Heating up `Wintertime'

Charles L. Mee's comedy about three couples in love, on the stage at McCarter Theatre, is fired by passion and jealousy.

The Trenton Times
By Ted Otten
Sunday, October 19, 2003

Three couples in love want to be alone, but everyone involved - some of them having shared previous relationships - arrive at the same supposedly deserted place at the same time.

That's the basic plot of Charles L. Mee's adult comedy "Wintertime," which opened this weekend at McCarter Theatre in Princeton Borough for a run through Nov. 2. In the play, which premiered last year at San Diego's La Jolla Playhouse and then moved to Minneapolis' Guthrie Theatre, nine of the 10 characters are in love; the 10th runs a hardware store and doubles as a minister.

The action starts when Jonathan brings his mate, Ariel, to his family's vacation home soon after Christmas with the intention of proposing marriage. His mother, Maria, however, is already there with her lover, Francois. Then his father, Frank, arrives with his lover, Edmund, and Hilda, a neighbor, rushes in screaming that her own lover, Bertha, has fallen through the ice and disappeared while reaching for a sandwich.

Even the most sublime love is subject to bickering and jealousy, and that idea brings about the twists in the play.

Francois is so taken with Ariel's outlook on love that Maria suspects he's had an affair with her, and Jonathan, equally jealous, swears he'll never speak to her again and wonders why he ever considered marrying her.

Both four-time Oscar nominee Marsha Mason, who plays Maria, and Michael Cerveris, who plays Francois, are new to McCarter, and both were taken with Mee's script and their roles on first sight.

"That doesn't always happen," says Mason, "but this one grabbed me right away. It was unique, something so unusual that I couldn't liken it to anything else. Mee has such an original voice.

"Now, how something looks on the printed page may not be the same way it plays, but this has so much humor and is genuinely touching," says Mason, who has starred in such classics as Neil Simon's "The Goodbye Girl," "Only When I Laugh" and "Chapter Two." "What this play says is so much more palpable in the playing of it than in the words in the script."

And Maria, Mason notes, has some pretty fun words.
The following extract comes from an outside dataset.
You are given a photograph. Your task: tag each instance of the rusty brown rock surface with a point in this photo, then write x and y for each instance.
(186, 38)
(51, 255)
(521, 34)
"Maria is Italian and mixes syntax and uses certain words peculiarly sometimes," Mason explains.

What made the actress fall in love with her role, however, was "Maria's depth."

"I like her honesty, her free-spiritedness, her bravery, her love of love," Mason says. "I think she believes that this life is all there is and she wants to live it as fully and as satisfyingly as she possibly can. She's a sensualist and believes in all forms of love and has been made happy by her romantic and family relationships. She isn't daunted by the fact that the action takes place in a surrealistic setting."

The set, which the script describes as "a forest of white birch with a white summer house, set in the white winter woods," was designed by Andrew Lieberman. Director David Schweizer explained that its unique design had to be a paradox - "like no place we've ever seen to the audience, and yet utterly familiar to the people who inhabit it."

Cerveris, who appeared on Broadway in "Titanic" and "Tommy," relishes his role as Francois, Maria's French lover. Francois' command of English is far better than that of the play's other French character, Jaqueline Benoit, a doctor who makes house calls and freely dispenses medicines, and who happens also to be Francois' former lover.

"He's an unrepentant Frenchman, a Lothario," Cerveris says of Francois. "He feels it's his duty and responsibility to help everyone experience love as fully as possible, so he's full of advice for everybody and bubbling with explanations for his own behavior, which, by most standards, would be kind of reprehensible. He loves being in love and doesn't feel bound by society's standards for love."

Cerveris thinks that Francois' love for Maria is genuine. In her, he sees a kindred spirit. The depth of her emotions and the size of her passion matches his own. His speech about Ariel, the one which provokes such jealousy, exuberantly explains those qualities he's already found in Maria.

"He's not interested in Ariel, although to Maria and her son it seems he is. He might just see her as a younger Maria. A young Maria might have been as wrapped up in passion and love as Ariel is in the first few moments of the play, when she and Jonathan think they're alone and so in love."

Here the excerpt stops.